Annual mortality of 1% is no different from the general U.S. population. Although HCM may be associated with important symptoms and premature SCD, most of these patients have no or relatively mild disability and normal life expectancy.  

COMPLICATIONS


  • Sudden death (1% per year), usually due to ventricular arrhythmia
  • Atrial fibrillation
  • Infective mitral endocarditis
  • Progressive heart failure

REFERENCES


11 Semsarian  C, Ingles  J, Maron  MS, et al. New perspectives on the prevalence of hypertrophic cardiomyopathy. J Am Coll Cardiol.  2015;65(12):1249-1254.22 Maron  BJ. Contemporary insights and strategies for risk stratification and prevention of sudden death in hypertrophic cardiomyopathy. Circulation.  2010;121(3):445-456.33 Elliot  PM, Anastasakis  A, Borger  MA, et al. 2014 ESC guidelines on diagnosis and management of hypertrophic cardiomyopathy: the Task Force for the Diagnosis and Management of Hypertrophic Cardiomyopathy of the European Society of Cardiology (ESC). Eur Heart J.  2014;35(39):2733-2779.44 Gersh  BJ, Maron  BJ, Bonow  RO, et al. 2011 ACCF/AHA guideline for the diagnosis and treatment of hypertrophic cardiomyopathy: executive summary: a report of the American College of Cardiology Foundation/American Heart Association Task Force on Practice Guidelines. Circulation.  2011;124(24):2761-2796.55 Brothers  MB, Oster  ME, Ehrlich  A, et al. Novel electrocardiographic screening criterion for hypertrophic cardiomyopathy in children. Am J Cardiol.  2014;113(7):1246-1249.66 Steggerda  RC, Damman  K, Balt  JC, et al. Periprocedural complications and long-term outcome after alcohol septal ablation versus surgical myectomy in hypertrophic obstructive cardiomyopathy: a single-center experience.
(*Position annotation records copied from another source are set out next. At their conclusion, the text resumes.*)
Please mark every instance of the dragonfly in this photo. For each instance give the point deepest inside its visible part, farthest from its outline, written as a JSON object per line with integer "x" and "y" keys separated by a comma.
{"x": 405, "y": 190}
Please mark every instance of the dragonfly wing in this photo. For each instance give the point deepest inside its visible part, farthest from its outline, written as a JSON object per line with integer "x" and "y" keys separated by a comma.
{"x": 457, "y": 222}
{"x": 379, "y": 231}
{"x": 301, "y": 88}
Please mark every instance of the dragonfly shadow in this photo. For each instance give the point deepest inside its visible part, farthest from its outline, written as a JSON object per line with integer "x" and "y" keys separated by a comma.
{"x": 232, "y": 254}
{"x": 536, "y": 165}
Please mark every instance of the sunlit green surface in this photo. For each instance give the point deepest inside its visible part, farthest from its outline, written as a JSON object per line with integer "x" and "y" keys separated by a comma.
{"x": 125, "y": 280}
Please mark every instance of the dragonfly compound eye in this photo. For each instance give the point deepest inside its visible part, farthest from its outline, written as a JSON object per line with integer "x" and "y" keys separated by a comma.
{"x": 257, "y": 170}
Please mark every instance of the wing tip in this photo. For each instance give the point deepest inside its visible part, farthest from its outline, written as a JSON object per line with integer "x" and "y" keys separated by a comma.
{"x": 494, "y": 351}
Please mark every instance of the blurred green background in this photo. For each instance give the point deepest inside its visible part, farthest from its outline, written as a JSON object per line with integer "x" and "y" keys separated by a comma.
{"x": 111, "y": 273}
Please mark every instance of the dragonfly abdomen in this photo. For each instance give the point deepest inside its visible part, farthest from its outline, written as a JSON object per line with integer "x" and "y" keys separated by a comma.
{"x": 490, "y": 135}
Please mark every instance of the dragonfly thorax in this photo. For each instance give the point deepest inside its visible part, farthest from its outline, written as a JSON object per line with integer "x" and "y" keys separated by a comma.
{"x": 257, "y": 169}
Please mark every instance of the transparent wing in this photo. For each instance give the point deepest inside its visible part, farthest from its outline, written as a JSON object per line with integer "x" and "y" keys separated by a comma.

JACC Cardiovasc Interv.  2014;7(11):1227-1234.

CODES


ICD10


  • I42.2 Other hypertrophic cardiomyopathy
  • I42.1 Obstructive hypertrophic cardiomyopathy

ICD9


  • 425.18 Other hypertrophic cardiomyopathy
  • 425.11 Hypertrophic obstructive cardiomyopathy

SNOMED


  • Hypertrophic cardiomyopathy (disorder)
  • Hypertrophic obstructive cardiomyopathy (disorder)
  • Hypertrophic cardiomyopathy without obstruction
  • Primary idiopathic hypertrophic cardiomyopathy

CLINICAL PEARLS


  • HCM should be considered in all patients with a history of unexplained SCD. It is the most common cause of SCD in young athletes in the United States.
  • Delayed de novo onset of LVH may occur in midlife.
  • Intense competitive sports, strenuous exercise, and heavy lifting should be restricted because of high risk of SCD.